Comme une plaie ouverte et sur laquelle un vaurien aurait plaqué un tisonnier, Jahkar hurla sa naissance face à un monde vidé de toute sa substance, et ce cri s'épancha avec épaisseur pendant l'année entière de son allaitement par le vent, qui, lui, resta en place sans fléchir, vent qui lui amenait chaque jour les lambeaux de lait du monde défait le jour de son baptême de sang. Jahkar, en criant, créait le monde, par portions, petit à petit, ses convulsions s'épanchaient dans les interstices, les vides, et les comblaient de ses fureurs, de ses peurs... Cette boule, dite planète, se reconstitua, mais d'une façon décalée, tout y était sans sens, ou plutôt dans tous les sens, et jamais plus un ogre ne pu y respirer, du moins un ogre dans sa part entière, puisque Jahkar en était la moitié... Le monde naissant était un monde vidé de sens, un monde de sang et tout bien vu mêlé dans le sang.
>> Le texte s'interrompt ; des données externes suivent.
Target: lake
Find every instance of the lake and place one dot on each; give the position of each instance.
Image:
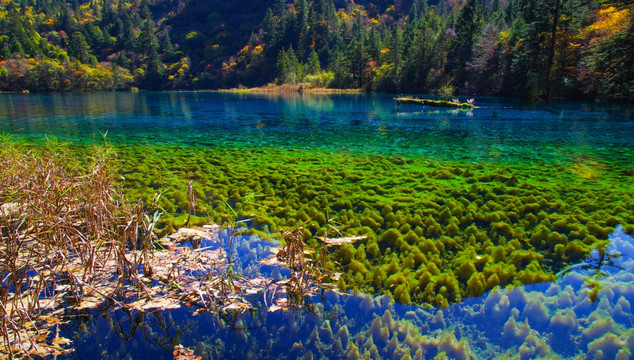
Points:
(503, 231)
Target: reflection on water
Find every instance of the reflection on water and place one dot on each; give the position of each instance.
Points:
(498, 130)
(562, 320)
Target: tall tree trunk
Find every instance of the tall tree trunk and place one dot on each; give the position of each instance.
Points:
(551, 53)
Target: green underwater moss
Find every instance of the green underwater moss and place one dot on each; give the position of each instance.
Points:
(449, 229)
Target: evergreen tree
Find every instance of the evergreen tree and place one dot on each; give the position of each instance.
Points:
(313, 66)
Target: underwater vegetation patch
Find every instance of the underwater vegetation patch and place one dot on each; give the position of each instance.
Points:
(437, 232)
(559, 320)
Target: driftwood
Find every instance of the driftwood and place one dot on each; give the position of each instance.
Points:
(435, 103)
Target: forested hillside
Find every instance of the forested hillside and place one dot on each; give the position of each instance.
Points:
(576, 49)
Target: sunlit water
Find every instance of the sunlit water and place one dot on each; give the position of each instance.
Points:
(357, 123)
(569, 318)
(586, 313)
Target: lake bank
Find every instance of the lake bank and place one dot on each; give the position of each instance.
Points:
(291, 89)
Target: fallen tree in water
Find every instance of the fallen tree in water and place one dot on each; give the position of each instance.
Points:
(435, 103)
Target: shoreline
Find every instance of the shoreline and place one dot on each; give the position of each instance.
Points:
(290, 89)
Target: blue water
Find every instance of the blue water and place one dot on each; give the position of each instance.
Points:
(554, 320)
(575, 316)
(499, 129)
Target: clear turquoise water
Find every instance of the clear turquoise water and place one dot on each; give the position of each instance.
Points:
(506, 323)
(548, 320)
(499, 130)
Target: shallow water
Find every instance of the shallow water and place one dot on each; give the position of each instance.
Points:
(582, 152)
(554, 320)
(498, 130)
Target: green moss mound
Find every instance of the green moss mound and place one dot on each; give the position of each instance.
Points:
(438, 231)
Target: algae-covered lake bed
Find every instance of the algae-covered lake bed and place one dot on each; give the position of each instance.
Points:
(484, 230)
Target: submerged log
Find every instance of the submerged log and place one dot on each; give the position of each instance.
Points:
(435, 103)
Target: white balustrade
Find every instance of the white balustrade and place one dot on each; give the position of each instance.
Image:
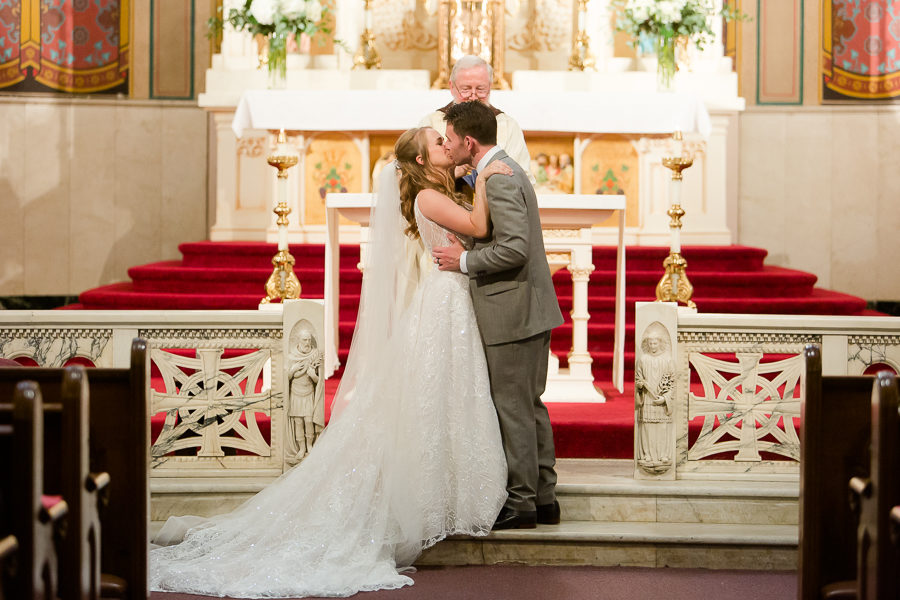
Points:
(740, 377)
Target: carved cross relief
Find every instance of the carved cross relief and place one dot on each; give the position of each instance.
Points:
(204, 398)
(745, 402)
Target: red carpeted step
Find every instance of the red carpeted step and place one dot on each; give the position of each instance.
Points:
(774, 280)
(699, 258)
(819, 302)
(258, 254)
(173, 277)
(731, 279)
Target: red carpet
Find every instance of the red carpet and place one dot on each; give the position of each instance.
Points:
(728, 279)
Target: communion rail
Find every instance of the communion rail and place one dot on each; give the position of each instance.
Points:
(732, 384)
(718, 396)
(219, 381)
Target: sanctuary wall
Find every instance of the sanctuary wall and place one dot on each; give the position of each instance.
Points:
(90, 187)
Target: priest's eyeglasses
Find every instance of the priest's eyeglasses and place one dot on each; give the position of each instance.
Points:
(479, 92)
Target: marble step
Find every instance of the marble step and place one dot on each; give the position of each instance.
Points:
(597, 543)
(605, 490)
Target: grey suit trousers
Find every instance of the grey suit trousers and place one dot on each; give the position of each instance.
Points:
(518, 374)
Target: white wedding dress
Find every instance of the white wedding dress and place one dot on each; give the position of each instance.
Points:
(414, 456)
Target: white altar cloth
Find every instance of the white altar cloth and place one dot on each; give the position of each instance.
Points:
(566, 221)
(551, 111)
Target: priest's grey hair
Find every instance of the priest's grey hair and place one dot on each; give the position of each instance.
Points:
(467, 62)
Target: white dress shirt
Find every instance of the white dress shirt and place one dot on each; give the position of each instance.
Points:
(482, 164)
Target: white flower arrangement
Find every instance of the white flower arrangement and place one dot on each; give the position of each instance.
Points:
(671, 19)
(276, 19)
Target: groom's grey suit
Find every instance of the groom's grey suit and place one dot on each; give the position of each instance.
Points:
(516, 307)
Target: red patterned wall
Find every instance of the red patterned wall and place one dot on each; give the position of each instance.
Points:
(79, 46)
(861, 50)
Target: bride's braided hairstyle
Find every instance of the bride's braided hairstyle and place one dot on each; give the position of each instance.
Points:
(415, 177)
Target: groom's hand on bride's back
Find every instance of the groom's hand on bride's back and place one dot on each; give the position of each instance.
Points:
(447, 257)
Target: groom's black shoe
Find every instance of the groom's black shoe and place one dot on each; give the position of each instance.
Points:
(515, 519)
(548, 514)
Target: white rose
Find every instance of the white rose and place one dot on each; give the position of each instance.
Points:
(264, 11)
(668, 11)
(293, 9)
(640, 14)
(313, 11)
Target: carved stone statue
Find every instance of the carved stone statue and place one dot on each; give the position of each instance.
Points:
(306, 410)
(654, 390)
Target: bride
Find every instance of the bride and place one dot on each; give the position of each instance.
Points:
(412, 453)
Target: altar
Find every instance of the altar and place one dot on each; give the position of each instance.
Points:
(567, 221)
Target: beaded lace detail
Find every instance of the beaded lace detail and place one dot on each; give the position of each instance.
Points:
(416, 456)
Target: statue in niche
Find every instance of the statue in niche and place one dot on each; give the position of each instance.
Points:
(306, 409)
(654, 388)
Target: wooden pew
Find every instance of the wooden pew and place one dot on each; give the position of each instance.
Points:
(834, 447)
(8, 547)
(31, 523)
(877, 495)
(119, 445)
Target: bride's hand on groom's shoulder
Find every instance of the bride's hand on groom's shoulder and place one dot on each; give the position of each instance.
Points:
(447, 257)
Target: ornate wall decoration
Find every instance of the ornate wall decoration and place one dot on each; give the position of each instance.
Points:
(860, 50)
(609, 165)
(333, 164)
(547, 27)
(779, 72)
(250, 174)
(79, 46)
(400, 26)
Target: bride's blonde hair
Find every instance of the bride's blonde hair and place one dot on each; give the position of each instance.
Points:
(415, 177)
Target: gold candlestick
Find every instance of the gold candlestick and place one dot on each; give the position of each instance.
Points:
(282, 283)
(367, 56)
(581, 57)
(674, 285)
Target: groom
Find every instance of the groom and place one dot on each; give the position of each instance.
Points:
(516, 307)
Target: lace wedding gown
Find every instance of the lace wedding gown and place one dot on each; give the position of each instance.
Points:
(414, 457)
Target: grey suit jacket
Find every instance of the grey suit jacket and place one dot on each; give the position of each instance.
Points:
(509, 278)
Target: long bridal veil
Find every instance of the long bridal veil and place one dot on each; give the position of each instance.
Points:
(390, 277)
(412, 452)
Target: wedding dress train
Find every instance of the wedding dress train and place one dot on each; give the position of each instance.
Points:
(413, 457)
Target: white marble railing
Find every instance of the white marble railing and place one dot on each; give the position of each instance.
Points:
(221, 378)
(737, 378)
(566, 221)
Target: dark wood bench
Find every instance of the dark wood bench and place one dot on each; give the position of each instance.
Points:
(834, 447)
(30, 520)
(8, 547)
(876, 496)
(119, 445)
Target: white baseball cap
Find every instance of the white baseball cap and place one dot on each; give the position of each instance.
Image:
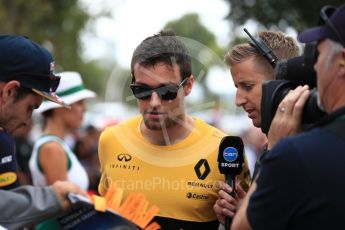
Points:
(71, 89)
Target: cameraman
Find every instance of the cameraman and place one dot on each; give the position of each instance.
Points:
(249, 69)
(301, 182)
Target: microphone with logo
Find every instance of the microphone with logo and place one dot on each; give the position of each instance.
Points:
(230, 163)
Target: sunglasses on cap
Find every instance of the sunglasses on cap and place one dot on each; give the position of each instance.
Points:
(165, 92)
(325, 13)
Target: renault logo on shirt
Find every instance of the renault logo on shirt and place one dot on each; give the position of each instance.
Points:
(124, 157)
(202, 169)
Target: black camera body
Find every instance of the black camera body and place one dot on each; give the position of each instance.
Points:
(291, 73)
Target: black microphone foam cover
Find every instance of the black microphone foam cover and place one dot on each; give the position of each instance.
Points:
(230, 155)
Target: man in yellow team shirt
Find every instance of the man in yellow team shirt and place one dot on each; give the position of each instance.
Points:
(164, 153)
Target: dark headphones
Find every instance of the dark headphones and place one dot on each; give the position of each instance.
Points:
(263, 49)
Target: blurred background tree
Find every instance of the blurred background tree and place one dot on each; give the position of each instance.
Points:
(278, 13)
(205, 54)
(57, 25)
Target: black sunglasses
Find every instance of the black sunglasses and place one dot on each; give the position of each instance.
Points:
(165, 92)
(40, 82)
(325, 13)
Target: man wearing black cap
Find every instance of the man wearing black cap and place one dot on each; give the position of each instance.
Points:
(26, 77)
(301, 182)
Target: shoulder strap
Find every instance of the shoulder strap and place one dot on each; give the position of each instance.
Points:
(337, 127)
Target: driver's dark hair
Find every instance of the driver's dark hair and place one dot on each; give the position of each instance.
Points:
(163, 47)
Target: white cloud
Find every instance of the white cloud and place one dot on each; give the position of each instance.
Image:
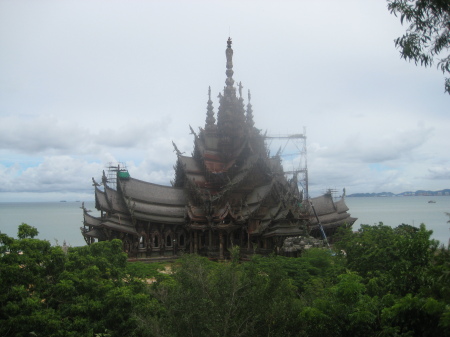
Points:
(87, 83)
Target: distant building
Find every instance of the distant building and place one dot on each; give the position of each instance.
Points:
(229, 192)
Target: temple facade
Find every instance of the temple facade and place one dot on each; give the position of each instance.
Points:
(229, 192)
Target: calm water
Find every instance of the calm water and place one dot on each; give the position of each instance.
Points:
(62, 220)
(394, 211)
(54, 220)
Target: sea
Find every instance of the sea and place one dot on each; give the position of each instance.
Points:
(60, 222)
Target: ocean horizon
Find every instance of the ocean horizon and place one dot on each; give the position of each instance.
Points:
(60, 222)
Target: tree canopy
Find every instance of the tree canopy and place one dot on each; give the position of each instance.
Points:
(379, 281)
(427, 38)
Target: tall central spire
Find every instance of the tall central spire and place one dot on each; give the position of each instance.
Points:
(229, 90)
(231, 114)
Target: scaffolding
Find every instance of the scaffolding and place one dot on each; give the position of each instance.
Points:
(299, 153)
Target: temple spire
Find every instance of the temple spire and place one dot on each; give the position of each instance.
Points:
(210, 120)
(249, 116)
(229, 89)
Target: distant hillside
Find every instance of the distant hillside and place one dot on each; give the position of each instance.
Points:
(403, 194)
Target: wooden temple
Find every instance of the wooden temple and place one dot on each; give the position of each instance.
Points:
(229, 192)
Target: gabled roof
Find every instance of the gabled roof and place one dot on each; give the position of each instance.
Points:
(139, 190)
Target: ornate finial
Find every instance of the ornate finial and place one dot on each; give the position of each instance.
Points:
(229, 53)
(104, 179)
(210, 120)
(249, 115)
(192, 131)
(176, 149)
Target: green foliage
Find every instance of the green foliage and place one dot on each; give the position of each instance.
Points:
(384, 282)
(144, 270)
(428, 33)
(49, 293)
(226, 299)
(397, 258)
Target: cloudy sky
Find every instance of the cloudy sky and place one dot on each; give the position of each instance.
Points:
(85, 83)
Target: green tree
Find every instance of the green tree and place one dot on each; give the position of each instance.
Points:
(427, 38)
(204, 298)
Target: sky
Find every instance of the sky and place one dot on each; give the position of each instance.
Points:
(85, 83)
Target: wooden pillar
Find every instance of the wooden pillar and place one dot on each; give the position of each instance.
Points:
(195, 242)
(221, 246)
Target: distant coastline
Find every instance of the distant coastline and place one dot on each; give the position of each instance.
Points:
(417, 193)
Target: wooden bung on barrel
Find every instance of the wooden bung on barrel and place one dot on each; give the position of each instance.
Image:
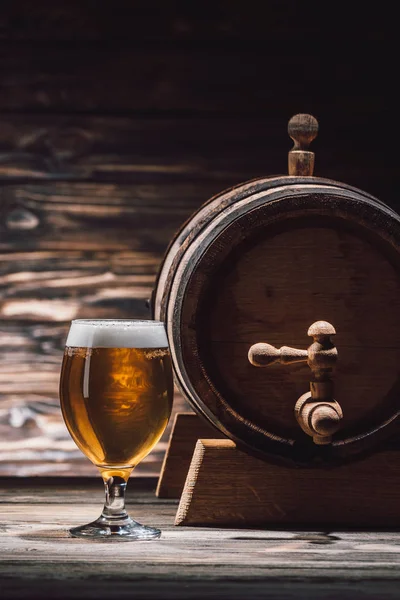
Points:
(252, 272)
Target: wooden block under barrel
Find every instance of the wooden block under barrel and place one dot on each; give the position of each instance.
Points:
(186, 430)
(227, 487)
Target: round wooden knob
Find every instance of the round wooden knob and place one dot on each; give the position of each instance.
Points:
(321, 329)
(325, 421)
(303, 129)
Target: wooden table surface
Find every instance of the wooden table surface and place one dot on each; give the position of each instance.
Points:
(39, 559)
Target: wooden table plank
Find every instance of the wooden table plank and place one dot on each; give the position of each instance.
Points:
(37, 556)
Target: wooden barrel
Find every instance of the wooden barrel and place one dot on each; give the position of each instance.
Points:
(260, 263)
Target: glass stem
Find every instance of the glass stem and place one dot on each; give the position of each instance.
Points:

Un astre se détacha avec violence au terme de cette année criarde: la luna, qui se mit à briller et à éclairer un peu les recoins de ce monde qui se bouchait et se mettait à vivre, la luna amena la torche qui tua les derniers puits d'obscurité de la surface de la planète neuve, et elle se mit à gyrotourner autour de cette masse ovoïde qui n'était encore pas baptisée puisque le seul qui aurait alors pu le faire était Jahkar et qu'il ne connaissait pas bien, ni même rien, la langue qui y serait en usage... Il fallait une fois de plus attendre. Attendre que les rayons de la luna brûlent les cendres du globe pour les ébourrifer en pucerons et les envoyer vivre sur les restants de branches qui du coup se mettraient à revivre, caressés d'un lait animal qui titillait alors leur sève végétale, stimulant leur bâton de sexe qui pourrait percer à tout jamais les mystères de la reproduction et engendrer le restant des espèces, par cette douce magie donc que l'on nommera plus tard la Gurgondose.